Org-Roam doesn’t find some of my nodes.
The nodes that are not found are nodes that exist in a subdirectory in my Org-Roam-Directory, and the subdirectory is not tracked by the git repository for the org-roam-directory.
Taking the subdirectory filepath out of gitignore makes the org-roam nodes visible again (after running org-roam-db-sync).
What did you expect to happen?
My understanding was that org-roam searches recursively within org-roam-directory, and I was unfamiliar with .gitignore modifying this behaviour. Unsure if this is an org-roam thing or a doom thing.
Steps to reproduce
Put your org-roam-directory under git version control.
In org-roam-directory, create a subdirectory that you then will exclude from the git repository by adding the subdirectory filepath to the git repository .gitignore.
Put some Org-Roam nodes into this subdirectory.
Attempt to search for a node that exists in this subdirectory.
I appreciate it when people explain how they debug issues so I can do it myself next time, so here goes. You can see where functions are bound with M-x where-is (including where-is itself!); most of these tools are bound to sane keybindings, which expedites the process once you’re comfortable. Feel free to follow along.
I assumed you were using org-roam-node-find when you said “attempt to search for a node”. It’s always good to use exact symbol names in reproduction steps.
I checked org-roam-node-find (via helpful-callable) to see if it was ignoring things from the database at runtime. Nothing seemed relevant, so I assumed the node wasn’t making it into the database at all.
I checked org-roam-db-sync to see how it ignored input.

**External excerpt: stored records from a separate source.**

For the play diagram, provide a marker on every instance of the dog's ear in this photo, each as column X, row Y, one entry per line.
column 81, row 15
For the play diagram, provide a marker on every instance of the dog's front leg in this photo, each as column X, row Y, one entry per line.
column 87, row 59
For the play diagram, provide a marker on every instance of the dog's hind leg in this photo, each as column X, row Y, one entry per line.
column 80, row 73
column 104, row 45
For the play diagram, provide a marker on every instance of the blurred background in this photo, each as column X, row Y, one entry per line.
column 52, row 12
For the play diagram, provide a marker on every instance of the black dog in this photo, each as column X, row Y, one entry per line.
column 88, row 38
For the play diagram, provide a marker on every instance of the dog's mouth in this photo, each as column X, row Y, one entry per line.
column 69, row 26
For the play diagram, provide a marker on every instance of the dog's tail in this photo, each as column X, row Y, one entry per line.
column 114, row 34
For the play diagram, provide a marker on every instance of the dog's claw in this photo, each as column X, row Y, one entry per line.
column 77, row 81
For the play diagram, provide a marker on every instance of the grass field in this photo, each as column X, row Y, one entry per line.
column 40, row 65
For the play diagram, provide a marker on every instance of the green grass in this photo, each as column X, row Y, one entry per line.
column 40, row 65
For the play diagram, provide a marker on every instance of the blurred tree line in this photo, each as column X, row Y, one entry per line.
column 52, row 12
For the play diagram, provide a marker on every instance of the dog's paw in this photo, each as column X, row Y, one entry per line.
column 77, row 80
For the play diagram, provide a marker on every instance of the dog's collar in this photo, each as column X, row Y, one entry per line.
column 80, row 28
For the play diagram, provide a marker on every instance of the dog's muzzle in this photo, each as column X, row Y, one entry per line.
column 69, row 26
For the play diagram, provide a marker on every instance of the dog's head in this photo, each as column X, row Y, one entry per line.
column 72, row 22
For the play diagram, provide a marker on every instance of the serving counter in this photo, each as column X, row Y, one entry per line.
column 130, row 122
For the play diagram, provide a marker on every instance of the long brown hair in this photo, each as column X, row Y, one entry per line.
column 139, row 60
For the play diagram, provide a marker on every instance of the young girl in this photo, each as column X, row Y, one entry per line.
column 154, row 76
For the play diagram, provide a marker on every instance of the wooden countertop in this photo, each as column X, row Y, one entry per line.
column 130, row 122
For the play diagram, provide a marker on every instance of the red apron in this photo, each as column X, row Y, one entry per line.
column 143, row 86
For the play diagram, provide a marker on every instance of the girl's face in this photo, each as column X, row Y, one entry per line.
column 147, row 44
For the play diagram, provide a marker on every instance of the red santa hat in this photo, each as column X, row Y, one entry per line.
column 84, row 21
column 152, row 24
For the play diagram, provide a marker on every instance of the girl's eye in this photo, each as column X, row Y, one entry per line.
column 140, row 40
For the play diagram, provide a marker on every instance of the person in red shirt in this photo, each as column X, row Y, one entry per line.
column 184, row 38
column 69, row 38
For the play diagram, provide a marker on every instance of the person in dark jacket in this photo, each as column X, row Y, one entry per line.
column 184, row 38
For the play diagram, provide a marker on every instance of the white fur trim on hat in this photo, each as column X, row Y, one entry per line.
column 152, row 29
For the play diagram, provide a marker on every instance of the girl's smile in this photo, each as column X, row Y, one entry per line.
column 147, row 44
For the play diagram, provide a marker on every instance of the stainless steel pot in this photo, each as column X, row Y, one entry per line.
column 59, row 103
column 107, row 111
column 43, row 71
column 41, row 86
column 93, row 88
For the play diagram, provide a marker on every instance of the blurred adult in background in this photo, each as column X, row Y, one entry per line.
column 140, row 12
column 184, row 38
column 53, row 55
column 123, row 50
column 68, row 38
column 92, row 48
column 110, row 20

It looks it uses org-roam-list-files to get files. Calling helpful-callable while the point (cursor) is on a function will default the input to the function at point, so let’s inspect that. It actually just wraps the internal org--roam-list-files. We need to go deeper!
Here, it looks like org-roam uses external shell commands if defined. Let’s inspect org-roam-list-files-commands with helpful-variable.
Hmm, it looks like the original value defaults to find, but the current value defaults to fd. Let’s see if the Doom module is to blame. doom/help-modules:lang org will take you to the Org module README.
The README is in your Emacs directory alongside the module code, so let’s find-file and visit contrib/roam2.el. Then I +default/search-buffer for fd, and voilà, it looks like +roam2 indeed makes this change, for speed. You could also just search the entire Doom source if you weren’t familiar with the module structure with +default/search-project.
The simple fix is to reorder the executables in your private config. If you really wanted to use fd, you could redefine org-roam--list-files-fd (how I found this is left as an exercise to the reader ) or even submit a PR to make the behavior across executables consistent upstream. I’ve added this to my backlog, but anyone is free to beat me to it. I won’t get to it for at least a week.